Do not let Carlos’s (Lorenzo Ferro) cherubic-look fool you. He is, in a word, a sociopath. The innocent-looking baby-faced teen is not troubled by the consequences of his break-ins, thefts, joy rides in stolen cars and much worse. When he is sent to yet another “special” school, he meets older Ramon (Chino Darin) and, with Ramon’s father Jose (Daniel Fanego), forms a crime ring in “The Angel (El Angel).”


Laura's Review: C+

Cowriter (with Sergio Olguín, Rodolfo Palacios)/director Luis Ortega dramatizes the true story of Carlos Eduardo Robledo Puch, the teenaged sociopath convicted of robberies, rapes and murders in 1970's Buenos Aires dubbed 'the angel' because of his baby-faced good looks.
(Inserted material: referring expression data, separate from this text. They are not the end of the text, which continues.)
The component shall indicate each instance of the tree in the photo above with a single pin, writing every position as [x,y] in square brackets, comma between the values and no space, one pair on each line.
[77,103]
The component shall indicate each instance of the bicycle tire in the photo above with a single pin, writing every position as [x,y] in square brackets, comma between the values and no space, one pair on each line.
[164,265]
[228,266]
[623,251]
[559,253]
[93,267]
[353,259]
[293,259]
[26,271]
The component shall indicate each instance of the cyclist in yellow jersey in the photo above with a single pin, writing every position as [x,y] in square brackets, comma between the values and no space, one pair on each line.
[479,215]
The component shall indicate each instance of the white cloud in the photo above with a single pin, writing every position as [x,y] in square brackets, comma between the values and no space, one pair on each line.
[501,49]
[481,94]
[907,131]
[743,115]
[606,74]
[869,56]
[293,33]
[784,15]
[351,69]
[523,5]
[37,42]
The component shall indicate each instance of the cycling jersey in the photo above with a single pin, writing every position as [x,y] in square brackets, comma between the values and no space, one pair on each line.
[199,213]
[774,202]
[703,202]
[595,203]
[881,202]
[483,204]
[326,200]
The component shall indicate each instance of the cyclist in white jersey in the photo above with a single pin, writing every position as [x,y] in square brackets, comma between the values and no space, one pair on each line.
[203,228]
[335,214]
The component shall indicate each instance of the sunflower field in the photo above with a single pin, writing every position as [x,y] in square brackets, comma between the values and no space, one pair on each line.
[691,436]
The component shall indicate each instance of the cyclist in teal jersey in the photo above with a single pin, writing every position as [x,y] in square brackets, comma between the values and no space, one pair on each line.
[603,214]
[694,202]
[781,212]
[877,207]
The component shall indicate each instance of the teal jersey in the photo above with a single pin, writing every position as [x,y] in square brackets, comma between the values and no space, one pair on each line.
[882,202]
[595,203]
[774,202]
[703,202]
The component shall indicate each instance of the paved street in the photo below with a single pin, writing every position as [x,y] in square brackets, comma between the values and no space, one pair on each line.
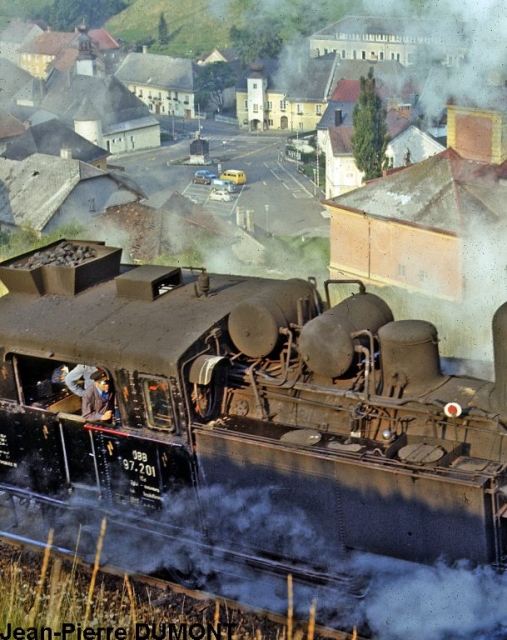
[281,201]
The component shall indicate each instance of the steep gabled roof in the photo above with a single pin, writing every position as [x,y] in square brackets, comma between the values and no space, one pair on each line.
[49,138]
[305,79]
[12,78]
[157,71]
[49,43]
[10,127]
[31,191]
[346,91]
[111,99]
[444,192]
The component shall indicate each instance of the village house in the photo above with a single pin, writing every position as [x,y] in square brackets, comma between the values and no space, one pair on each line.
[166,85]
[60,50]
[272,96]
[55,139]
[416,227]
[407,143]
[378,38]
[17,34]
[45,192]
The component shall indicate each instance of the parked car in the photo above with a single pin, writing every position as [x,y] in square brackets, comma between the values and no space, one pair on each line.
[218,183]
[205,173]
[201,180]
[220,194]
[238,177]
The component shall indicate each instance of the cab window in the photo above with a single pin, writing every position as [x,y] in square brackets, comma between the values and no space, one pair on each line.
[158,404]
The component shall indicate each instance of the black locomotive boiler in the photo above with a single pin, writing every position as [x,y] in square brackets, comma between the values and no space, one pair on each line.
[252,417]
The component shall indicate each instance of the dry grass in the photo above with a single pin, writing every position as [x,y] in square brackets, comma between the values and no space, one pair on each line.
[47,592]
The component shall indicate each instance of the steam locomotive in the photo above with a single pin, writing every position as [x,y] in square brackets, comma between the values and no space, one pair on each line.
[254,420]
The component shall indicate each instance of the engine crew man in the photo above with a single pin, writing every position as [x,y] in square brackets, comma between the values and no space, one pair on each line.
[98,401]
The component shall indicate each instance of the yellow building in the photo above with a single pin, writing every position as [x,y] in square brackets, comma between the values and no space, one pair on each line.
[270,98]
[37,56]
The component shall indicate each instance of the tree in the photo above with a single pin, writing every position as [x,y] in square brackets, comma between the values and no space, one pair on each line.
[211,82]
[260,39]
[370,139]
[163,36]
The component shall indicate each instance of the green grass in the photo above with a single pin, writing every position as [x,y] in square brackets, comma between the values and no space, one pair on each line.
[193,27]
[22,9]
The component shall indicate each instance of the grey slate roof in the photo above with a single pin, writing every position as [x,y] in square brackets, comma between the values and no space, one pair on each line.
[31,191]
[49,138]
[162,72]
[312,79]
[110,98]
[444,192]
[12,78]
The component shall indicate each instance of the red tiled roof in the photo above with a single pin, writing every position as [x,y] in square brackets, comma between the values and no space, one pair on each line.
[49,43]
[346,91]
[65,59]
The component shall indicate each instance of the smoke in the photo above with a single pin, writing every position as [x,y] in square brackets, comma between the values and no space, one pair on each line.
[434,602]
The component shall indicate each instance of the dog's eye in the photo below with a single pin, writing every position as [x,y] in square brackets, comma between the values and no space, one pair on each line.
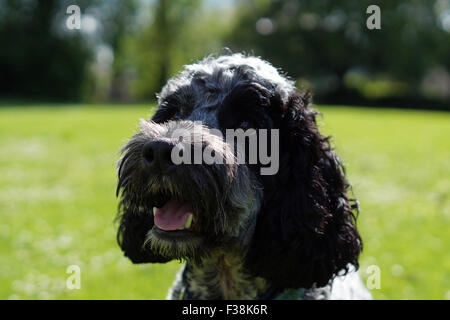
[246,124]
[177,116]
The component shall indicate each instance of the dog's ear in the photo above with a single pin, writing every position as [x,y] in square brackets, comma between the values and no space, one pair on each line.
[131,234]
[305,232]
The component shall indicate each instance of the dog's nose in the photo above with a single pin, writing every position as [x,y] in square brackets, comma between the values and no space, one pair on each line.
[158,154]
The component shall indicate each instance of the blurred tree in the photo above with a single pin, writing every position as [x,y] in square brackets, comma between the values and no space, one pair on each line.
[328,43]
[36,61]
[177,32]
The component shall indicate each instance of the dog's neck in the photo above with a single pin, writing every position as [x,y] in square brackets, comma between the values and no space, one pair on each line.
[222,276]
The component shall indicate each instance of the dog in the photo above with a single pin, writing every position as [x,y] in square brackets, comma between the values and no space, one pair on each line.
[241,233]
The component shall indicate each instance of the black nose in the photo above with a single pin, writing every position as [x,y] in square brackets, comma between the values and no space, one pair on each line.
[157,154]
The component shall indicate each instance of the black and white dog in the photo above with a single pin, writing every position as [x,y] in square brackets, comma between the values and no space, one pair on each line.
[243,234]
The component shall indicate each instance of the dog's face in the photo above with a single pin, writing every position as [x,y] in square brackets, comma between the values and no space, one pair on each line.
[294,227]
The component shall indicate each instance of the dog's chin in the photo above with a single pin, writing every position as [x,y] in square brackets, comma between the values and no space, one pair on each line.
[176,244]
[175,233]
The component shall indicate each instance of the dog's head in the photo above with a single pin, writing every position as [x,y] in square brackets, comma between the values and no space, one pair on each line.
[185,192]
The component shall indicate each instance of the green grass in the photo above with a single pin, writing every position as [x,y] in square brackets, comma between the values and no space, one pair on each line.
[57,204]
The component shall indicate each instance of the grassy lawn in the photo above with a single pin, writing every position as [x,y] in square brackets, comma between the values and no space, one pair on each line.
[57,203]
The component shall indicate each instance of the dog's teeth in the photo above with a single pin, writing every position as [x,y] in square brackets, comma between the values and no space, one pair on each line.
[188,223]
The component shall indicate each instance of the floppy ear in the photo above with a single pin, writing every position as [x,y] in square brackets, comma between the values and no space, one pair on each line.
[133,227]
[305,232]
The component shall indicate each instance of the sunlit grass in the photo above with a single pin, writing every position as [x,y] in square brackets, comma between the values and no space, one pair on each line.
[57,203]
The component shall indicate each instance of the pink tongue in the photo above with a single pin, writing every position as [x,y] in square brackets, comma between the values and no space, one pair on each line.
[173,215]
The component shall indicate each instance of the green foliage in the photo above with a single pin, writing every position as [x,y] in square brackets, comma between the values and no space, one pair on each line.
[324,40]
[178,32]
[36,59]
[57,204]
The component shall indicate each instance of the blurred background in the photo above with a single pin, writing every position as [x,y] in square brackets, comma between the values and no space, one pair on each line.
[70,98]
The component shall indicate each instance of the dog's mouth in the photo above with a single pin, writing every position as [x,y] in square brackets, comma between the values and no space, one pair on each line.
[174,215]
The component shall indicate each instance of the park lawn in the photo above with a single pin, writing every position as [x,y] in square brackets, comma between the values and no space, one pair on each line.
[57,202]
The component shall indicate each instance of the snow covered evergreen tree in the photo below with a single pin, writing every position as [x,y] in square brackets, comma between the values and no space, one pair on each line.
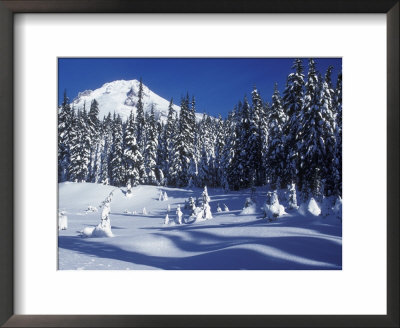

This is the second Argentinean true crime story to open in the U.S. in recent years, following Pablo Trapero's "The Clan," which, coincidentally, was also dramatized by Ortega as a television mini-series 'Historia de un clan.' The film is visually striking, utilizing a color scheme favoring cedars and teals, well acted by lead Lorenzo Ferro and Luis Gnecco ("Aurora," "Neruda) as his criminal mentor, and inventively orchestrated with a series of changing instruments (the xylophone!), but when all is said and done, the film fails to justify itself, an empty exercise which offers no perspective on Carlos's crimes. Oddly, Ortega neglects to include Carlos's rapes among his crimes, instead giving him and his accomplice Ramón (Chino Darín) twin girlfriends (Malena Villa). "El Angel" also stars producer Pedro Almodovar favorite, Cecilia Roth as Carlos's mother. Grade:



Robin's Review: C+

There is something creepy about “The Angel” that is beyond its thoroughly amoral title character. Carlos looks suitably innocent and is a smooth talker but there is an inherent evil in him that I found disturbing. I do not mean that the character disturbs, which he does, but something in it that I found frighteningly real. (It is based on real life Argentine serial killer Carlos Eduardo Robledo Puch and his year long murder and crime spree before his arrest and life imprisonment at the tender age of 20.) Director and co-writer, with Sergio Olguin and Rodolfo Palacious, paint a very somber picture of Buenos Ares, circa 1971, where the directionless 19-year old psychopath can cut a swath of crime and murder without legal consequence – until the dramatic film finale. But, I found that I did not want to know about the young Angel of Death, keeping the film at arm’s length with its sordid real-life story.